鐘の踏切音を聞き、酒屋の脇を走るワンマン電車

起点の藤崎宮前は、その名の通り熊本の総鎮守社、藤崎八旛宮の近傍にある。だが、市街中心地の水道町からは北に1kmほど離れている。ビルの中に隠れるような駅に入ると、2両でいっぱいの1線2面のホームに東京メトロからお輿入れした元日比谷線03系が停車していた。

九州産交が発売している「わくわく1dayパス」は熊本市電やバスと合わせた1日乗車券で、窓口で扱っている。熊本電鉄は中間部の堀川まで含まれる券が700円、須屋まで含まれる券が900円、熊本県ほぼ全域をカバーし熊本電鉄も全線乗車できる券は2000円と3種類がある。藤崎宮前〜御代志間は片道410円で、市電・バスも含めて乗り降りを繰り返すならば便利である。整理券方式のワンマン電車だが、全国共通のICカードも使えるようになっている。

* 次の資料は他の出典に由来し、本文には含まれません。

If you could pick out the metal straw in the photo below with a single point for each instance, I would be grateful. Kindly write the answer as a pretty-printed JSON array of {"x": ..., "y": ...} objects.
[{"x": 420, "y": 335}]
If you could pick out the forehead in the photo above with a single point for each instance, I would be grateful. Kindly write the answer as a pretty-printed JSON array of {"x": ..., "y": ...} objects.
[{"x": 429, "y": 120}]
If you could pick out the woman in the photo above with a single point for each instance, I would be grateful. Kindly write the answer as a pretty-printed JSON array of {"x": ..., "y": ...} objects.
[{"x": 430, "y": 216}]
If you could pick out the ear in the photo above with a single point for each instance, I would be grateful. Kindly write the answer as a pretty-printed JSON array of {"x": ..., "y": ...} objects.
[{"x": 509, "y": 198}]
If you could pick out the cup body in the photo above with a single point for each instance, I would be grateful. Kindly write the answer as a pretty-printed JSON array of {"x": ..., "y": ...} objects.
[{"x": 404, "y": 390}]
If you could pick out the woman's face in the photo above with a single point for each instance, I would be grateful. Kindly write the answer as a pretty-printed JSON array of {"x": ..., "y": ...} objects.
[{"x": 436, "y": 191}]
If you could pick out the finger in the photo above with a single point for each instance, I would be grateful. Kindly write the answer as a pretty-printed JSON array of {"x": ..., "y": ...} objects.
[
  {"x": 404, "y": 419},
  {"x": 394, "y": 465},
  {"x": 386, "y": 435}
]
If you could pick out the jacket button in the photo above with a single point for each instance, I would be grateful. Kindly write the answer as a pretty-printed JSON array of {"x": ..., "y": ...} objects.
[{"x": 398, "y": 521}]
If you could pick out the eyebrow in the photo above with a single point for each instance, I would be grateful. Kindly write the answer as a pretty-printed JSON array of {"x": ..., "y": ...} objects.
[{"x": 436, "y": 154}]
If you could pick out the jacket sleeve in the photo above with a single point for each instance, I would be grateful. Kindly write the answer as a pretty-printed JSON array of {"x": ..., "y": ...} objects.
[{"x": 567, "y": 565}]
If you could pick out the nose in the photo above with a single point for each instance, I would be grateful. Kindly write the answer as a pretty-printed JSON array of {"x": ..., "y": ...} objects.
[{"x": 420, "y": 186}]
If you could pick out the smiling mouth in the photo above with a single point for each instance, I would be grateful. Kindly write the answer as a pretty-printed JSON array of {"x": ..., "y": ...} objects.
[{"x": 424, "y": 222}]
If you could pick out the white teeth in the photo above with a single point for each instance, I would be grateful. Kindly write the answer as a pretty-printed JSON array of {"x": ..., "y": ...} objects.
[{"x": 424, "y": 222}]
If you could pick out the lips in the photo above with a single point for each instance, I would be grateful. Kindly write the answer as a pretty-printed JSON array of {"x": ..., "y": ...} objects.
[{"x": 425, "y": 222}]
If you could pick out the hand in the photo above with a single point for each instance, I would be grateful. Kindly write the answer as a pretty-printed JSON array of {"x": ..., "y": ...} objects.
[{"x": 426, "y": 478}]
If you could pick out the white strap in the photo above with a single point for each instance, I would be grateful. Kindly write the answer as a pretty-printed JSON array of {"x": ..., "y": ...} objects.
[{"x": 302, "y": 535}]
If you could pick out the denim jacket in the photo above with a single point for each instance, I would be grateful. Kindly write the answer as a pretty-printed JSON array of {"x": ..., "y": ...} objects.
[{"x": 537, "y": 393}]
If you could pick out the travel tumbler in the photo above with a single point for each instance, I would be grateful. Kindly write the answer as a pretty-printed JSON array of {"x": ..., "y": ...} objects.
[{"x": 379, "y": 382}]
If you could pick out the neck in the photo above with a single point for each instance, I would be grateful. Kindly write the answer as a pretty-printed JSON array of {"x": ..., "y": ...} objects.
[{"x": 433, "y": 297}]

御代志行き電車は30分間隔で出ており、日中は5分前ぐらいから、少ないながらも三々五々乗客が集まってくる。

発車して600m走ると道路端の併用軌道に差し掛かる。 カラー舗装に見えるがそうではなく、バラストを網袋に入れて敷き詰めてある (藤崎宮前ー黒髪町間、写真:久保田 敦)

運転士が乗り込み短くベルを鳴らすと、発車する。路地裏のような空間に踏み出す線路は、カンカンと正真正銘、鐘の音を響かせる踏切を横切り、やがて生活道路の道端に出て酒屋の軒や軽トラをかすめるように進む。舗装された併用軌道ではないが専用軌道とも言い難い名所で、S字のカーブを描いている。速度は時速20km程度だ。

古さひとしおの黒髪町駅からは少しだけ速度を上げ、北熊本へ向かう。今どきと思える木製の架線柱は曲線部分ではカントに合わせて平行四辺形に傾いている。ビームも木材で橋渡しといった様子は、昭和も30〜40年代の姿ではなかろうか。熊本城の外濠でもある坪井川沿いで上熊本線に寄り添うと北熊本。御代志行きと藤崎宮前行きが行き違い接続する上熊本線の電車も並ぶ。2面3線のホームに隣接して車両基地が広がる中枢の駅である。